Geçmiş yüzyıllarda da yaşandı böylesi büyük depremler, yangınlar, sel felaketleri, salgın hastalıklar, savaşlar… Hepsinde de büyük çaresizlikler içerisinde derin acılara boğuldu insanlık. Sonra doğrulup, kaldığı yerden yaşamaya devam etmek yerine, hayatı yeniden kurmanın yoluna, çaresine baktı. Onca acının içinden sıyrılıp nereden ve nasıl geleceğini bilmediği güzel günlere, umutlu günlere olan sarsılmaz inancının, hayat dolu o güzel iyimserliğinin verdiği güçle bilimin aydınlattığı parke taşlı patikalarda yeni bir hayatın filizlenmesinin yollarını aradı. Tarih buna tanıktır…
Geçmişte tarihçiler, seyyahlar, halk ozanları tanık oldukları, duydukları ya da bir yerlerden okudukları büyük depremleri ayrıntılarıyla anlatmışlardır. Biz bugün tarihe mal olmuş büyük depremleri kayıtlardan, resmi belgelerden çok nesilden nesile aktarılan toplumsal bellek ürünü anlatılardan biliyoruz, hatırlıyoruz. Nâzım’ın “Erzincan’a bir kuş var/kanadında gümüş yok” dizeleriyle başlayan “kara haber” şiiri 1939 “Erzincan Depremi”nin toplumsal belleğimizde yankılanan örneklerindendir.

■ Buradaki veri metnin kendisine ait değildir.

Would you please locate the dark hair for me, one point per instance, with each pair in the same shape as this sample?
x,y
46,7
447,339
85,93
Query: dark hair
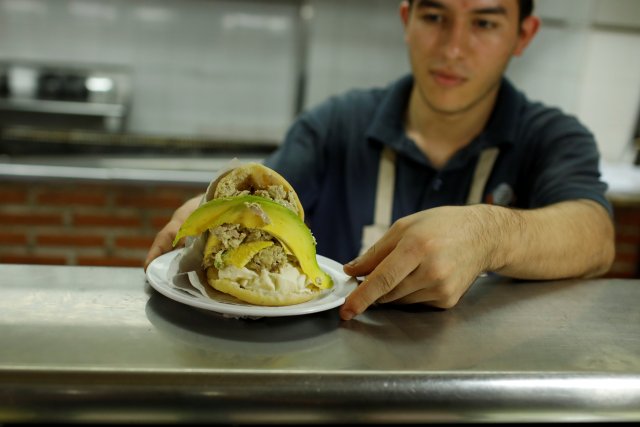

Bugünler gelip geçecektir, zaman içinde yaralar sarılacak, hayat kimi yerlerde yeniden kurulacak, kimi yerlerde de kaldığı yerden devam edecektir… Ama geride kalan acı, boğazımızda düğümlenen acılı söz dile gelmeli, yaşadıklarımızdan öğrendiklerimiz toplumsal bilincimize emanet edilmelidir… Gelecek kuşaklar bugünkü acıyı enkaz altından sıcağı sıcağına yazılanlardan, gazete manşetlerinden, haber-yorumlardan, çekilen fotoğraflardan, görüntülerden, yapılan röportajlardan, göklere yükselen feryatlardan öğrenecektir.
***
Depremin olduğu 6 Şubat’tan yaklaşık üç ay sonra cumhurbaşkanı ve parlamento seçimleri vardı. Seçimler de göz önüne alınarak o günlerde deprem bölgesi adeta ziyaretçi akınına uğruyordu. Hükümet, “cumhurbaşkanımızın direktifiyle”, bir yıl içinde kalıcı konutların yapılacağını vaat edip depremden etkilenen 13,5 milyon insandan bir yıl süre istiyordu. Sonra bu süre iki yıla çıktı. Ayrıca sorun, kaç yılda kaç konut yapıldı, kaç konut yapılamadı sorunu da değildir. Zira enkaza dönmüş şehirlerde, ilçelerde, köylerde yeni bir “hayat” kurmak, o kurulan hayatı oralarda yeşertip büyütmek, oraları yeniden “canlandırmak”, yapılan ve yapılamayan konut sayısından çok daha önemlidir.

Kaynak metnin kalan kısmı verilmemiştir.